Progress & intonation
Hello everyone, this is my first time here.
I've been learning violin for about five months now. However, it feels like I have had the equivalent progress of a two to three months of practicing, since there were lots of breaks and my former teacher could only teach during half of each month. I'm currently at approximately 65% of Laureox I.
I would like to know of you how late I probably am if compared to where I should be with my progress.
I also have some issues about intonation:
1) when playing out of tune, should I slide my finger to the right place or take my finger off the position and put it again to reach the right intonation?
2) is playing the violin with the tuner on a good or bad idea? I realized that I do worse on tuning playing with it than without, probably because my attention gets focused on the tuner. My teacher says I should only play scales with the tuner, and I think I agree, but would like to know your opinion.
3) can I trust that getting the right intonation is just a matter of time practicing scales (and training my ear)?
You're right, intonation is a matter of training the ear and practice. It'll come with time - at 5 months I'd worry less about always being in tune and more on getting my fundamental techniques correct - that stuff is super hard to fix later.
Can't say anything about your progress, it varies from person to person, but it feels like (just from your language) that you're feeling impatient or perhaps discouraged. Maybe you're used to progressing faster at things you try or you had an expectation of yourself.

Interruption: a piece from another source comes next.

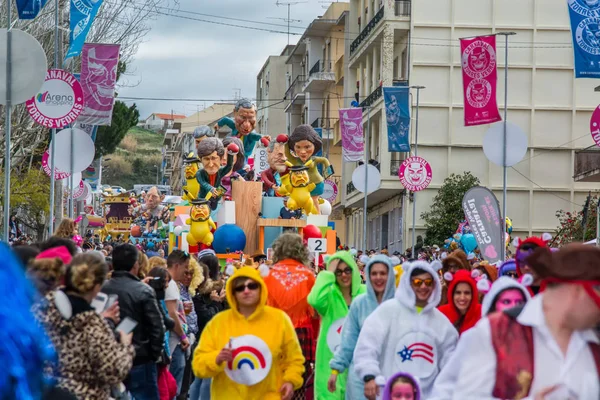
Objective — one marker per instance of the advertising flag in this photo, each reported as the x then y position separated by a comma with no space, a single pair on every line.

Suggestion after thought, perhaps a better exercise than a tuner at this juncture and one I used myself when first learning the scales, would be to find recorded scales and practice matching the intonation with the recording. For the amount of practice I would be willing and want to do, it would be awkward to have someone try and accompany me on a piano as I figure out my fingers, though I imagine that would be good occasional practice as well. There are many great teachers here who I'm sure will be willing to weigh in on this advice.
Let's say you are playing along, A-B-C#-B-A and you notice your second "B" is out of tune. You try it again, and still it's out of tune. Here is a technique you can learn to use to fix such intonation problems.
As to question no.1 it depends whether you are practicing or performing a piece for an audience. In the former case, you should STOP immediately upon hearing a false note. Practice in more detail the sequence of notes in question where intonation should be improved. You can also practice scales to improve intonation in general. On the other hand, when you are performing a piece for an audience (even if it is just your sister or your mother, say) and it is a long note, you can correct it by sliding. If it is a short note however you should simply forget about the intonation slip and play the next note on time, so as not to spoil the basic rhythm of the music. Enjoy the trip in violinland, it lasts a lifetime!
About question 2, it would be much better if you could recognize on your own when a scale is in tune. If you actually cannot, you should work on that, e.g., play scales on a piano in order to ingrain how they should sound, sing scales together with the piano, etc. But in a sense, this has nothing to do with violin playing. Any musician should ideally be able to distinguish out-of-tune from in tune.
Thank you for all responses!
I'm not sure how this site works, if you get notified when a new reply arrives, but I want to drop out two other questions, hoping not having to open another thread:
2. I do recommend that students use a tuner, which is why I recommend a tuner with 3 octaves of tuning pitches. It's especially helpful for keys with lots of flats and sharps.
I forgot about this but in the beginning I practiced with the tuner on all the time so I could tell if I was even playing the right note --not to mention being in tune. After all, a B and a C might both be "in tune" but only one of them is indicated by the sheet music at any given moment. I've been playing less than 3 years but already long-forgotten about that early phase --I probably did it for a few months at most. I think it helped me and if it works for you I recommend you keep doing it. As you get better, you will naturally know when you don't need it anymore. Also, I wouldn't worry about my "rate of progress" and just always work on getting better at what's in front of you. I'm teaching myself so I just keep buying sheet music and turning the pages. Technique is probably "wrong" and progress probably "behind," but I hear massive progress and feel great playing, so I'm very satisfied with my progress no matter what might be slow or wrong with it.